Nasheed, 50, who lives in self-exile in Britain, also requested the U.S. "to stop all financial transactions of Maldives regime leaders going through U.S. banks".
Earlier today, the Maldives police allegedly used force and pepper spray on a group of people gathered outside Chief Justice Abdulla Saeed's residence in Male to stop his arrest. The whereabouts of the court's other two judges were not known Tuesday morning.
In a statement issued after the state of emergency was announced on state television, Yameen Abdul Gayoom said that "during this time, though certain rights will be restricted, general movements, services and businesses will not be affected".
The ruling has energized an opposition that hopes Nasheed - still in exile - will be allowed to return home to run against Yameen in a presidential election due in October.

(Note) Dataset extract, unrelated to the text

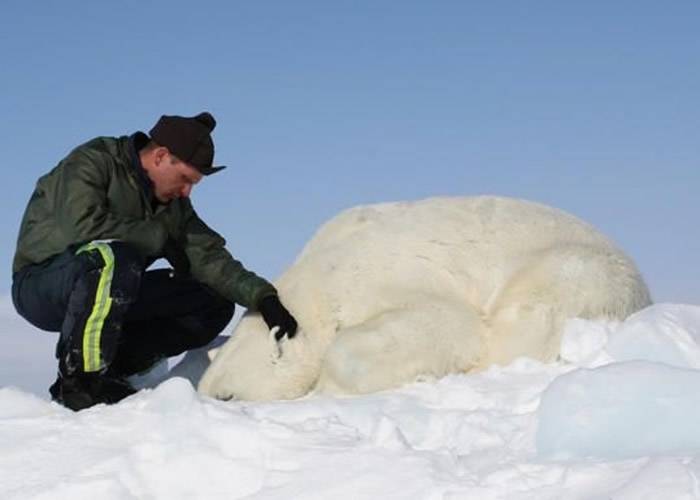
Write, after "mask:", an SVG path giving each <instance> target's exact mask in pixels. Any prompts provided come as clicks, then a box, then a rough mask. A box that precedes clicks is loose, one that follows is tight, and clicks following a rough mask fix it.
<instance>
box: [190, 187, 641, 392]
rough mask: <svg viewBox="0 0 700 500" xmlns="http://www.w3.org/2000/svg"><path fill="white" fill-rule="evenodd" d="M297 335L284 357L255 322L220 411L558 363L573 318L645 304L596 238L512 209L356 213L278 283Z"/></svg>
mask: <svg viewBox="0 0 700 500" xmlns="http://www.w3.org/2000/svg"><path fill="white" fill-rule="evenodd" d="M276 285H277V288H278V290H279V293H280V296H281V299H282V302H283V303H284V304H285V305H286V306H287V307H288V308H289V309H290V311H291V312H292V313H293V314H294V316H295V317H296V318H297V320H298V322H299V326H300V328H299V333H298V335H297V336H296V337H295V338H294V339H292V340H284V341H283V342H281V343H280V344H277V343H276V342H275V341H274V338H273V337H271V336H270V335H269V333H268V331H267V328H266V326H265V323H264V322H263V320H262V319H261V318H260V316H259V315H258V314H256V313H249V314H247V315H246V316H245V317H244V318H243V319H242V321H241V323H240V324H239V326H238V327H237V329H236V331H235V332H234V335H233V336H232V338H231V340H229V341H228V342H227V343H226V344H225V345H224V346H223V347H222V348H221V350H220V352H219V353H218V355H217V356H216V358H215V359H214V361H213V362H212V364H211V366H210V367H209V368H208V370H207V371H206V372H205V374H204V376H203V378H202V380H201V382H200V384H199V390H200V391H201V392H202V393H204V394H208V395H211V396H214V397H217V398H222V399H228V398H231V397H235V398H241V399H279V398H283V399H287V398H296V397H299V396H302V395H304V394H306V393H308V392H309V391H311V390H316V391H318V392H325V393H333V394H355V393H365V392H371V391H377V390H382V389H387V388H391V387H396V386H398V385H401V384H403V383H406V382H411V381H414V380H416V379H417V378H418V377H440V376H443V375H445V374H448V373H455V372H466V371H470V370H474V369H479V368H483V367H486V366H488V365H490V364H492V363H508V362H509V361H511V360H513V359H514V358H516V357H518V356H529V357H532V358H536V359H540V360H543V361H547V360H552V359H554V358H555V357H556V356H557V354H558V352H559V343H560V336H561V333H562V327H563V324H564V322H565V321H566V320H567V319H569V318H573V317H582V318H598V317H607V318H616V319H623V318H625V317H626V316H628V315H629V314H631V313H632V312H634V311H636V310H638V309H641V308H642V307H645V306H646V305H648V304H649V302H650V299H649V292H648V290H647V287H646V285H645V284H644V281H643V280H642V277H641V276H640V274H639V272H638V271H637V269H636V267H635V265H634V263H633V262H632V261H631V260H630V259H629V258H628V257H627V256H625V255H624V254H623V253H622V252H621V251H620V250H618V249H617V248H616V247H615V246H614V245H613V243H611V242H610V241H609V240H608V239H606V238H605V237H604V236H603V235H602V234H600V233H599V232H598V231H597V230H595V229H594V228H593V227H592V226H590V225H588V224H586V223H584V222H582V221H581V220H579V219H577V218H575V217H573V216H571V215H568V214H566V213H564V212H562V211H560V210H557V209H554V208H550V207H547V206H544V205H540V204H536V203H532V202H527V201H522V200H514V199H507V198H497V197H486V196H484V197H471V198H432V199H427V200H422V201H418V202H407V203H387V204H380V205H372V206H365V207H358V208H354V209H350V210H347V211H345V212H343V213H341V214H340V215H338V216H337V217H335V218H334V219H332V220H331V221H329V222H328V223H326V224H325V225H324V226H323V227H322V228H321V229H320V230H319V232H318V233H317V234H316V236H315V237H314V238H313V239H312V240H311V241H310V242H309V243H308V244H307V246H306V248H305V249H304V251H303V252H302V254H301V255H300V256H299V257H298V259H297V261H296V262H295V263H294V265H293V266H291V267H290V268H289V269H288V270H287V272H286V273H285V274H284V275H283V276H282V277H281V278H280V279H279V280H278V282H277V283H276Z"/></svg>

Maldives police arrest chief justice, another judge under state of emergency
Security forces stormed the Supreme Court complex to take the jurists into custody.
Gayoom led the Maldives for 30 years until 2008, and is now in opposition.
In addition to ordering the release of the political prisoners, the court also reinstated 12 lawmakers who had been ousted for switching allegiance to the opposition. "Even the whole opposition, all our leaders, all our supporters in a fear that we all might get arrested anytime", he said.
Yameen has been president since 2013.
The exiled Maldives opposition leader Mohamed Nasheed called on the United States and India Tuesday (Feb 6) to help remove the country's president from office, saying he had "illegally" declared martial law.
Shortly before his arrest he sent a message on Twitter saying a large deployment of police had surrounded his house: "To protect me or to arrest me?"
Yameen's moves to shut down parliament and order armed troops to stage a dawn raid on the Supreme Court have sparked global concern and warnings against travel to the upmarket holiday paradise.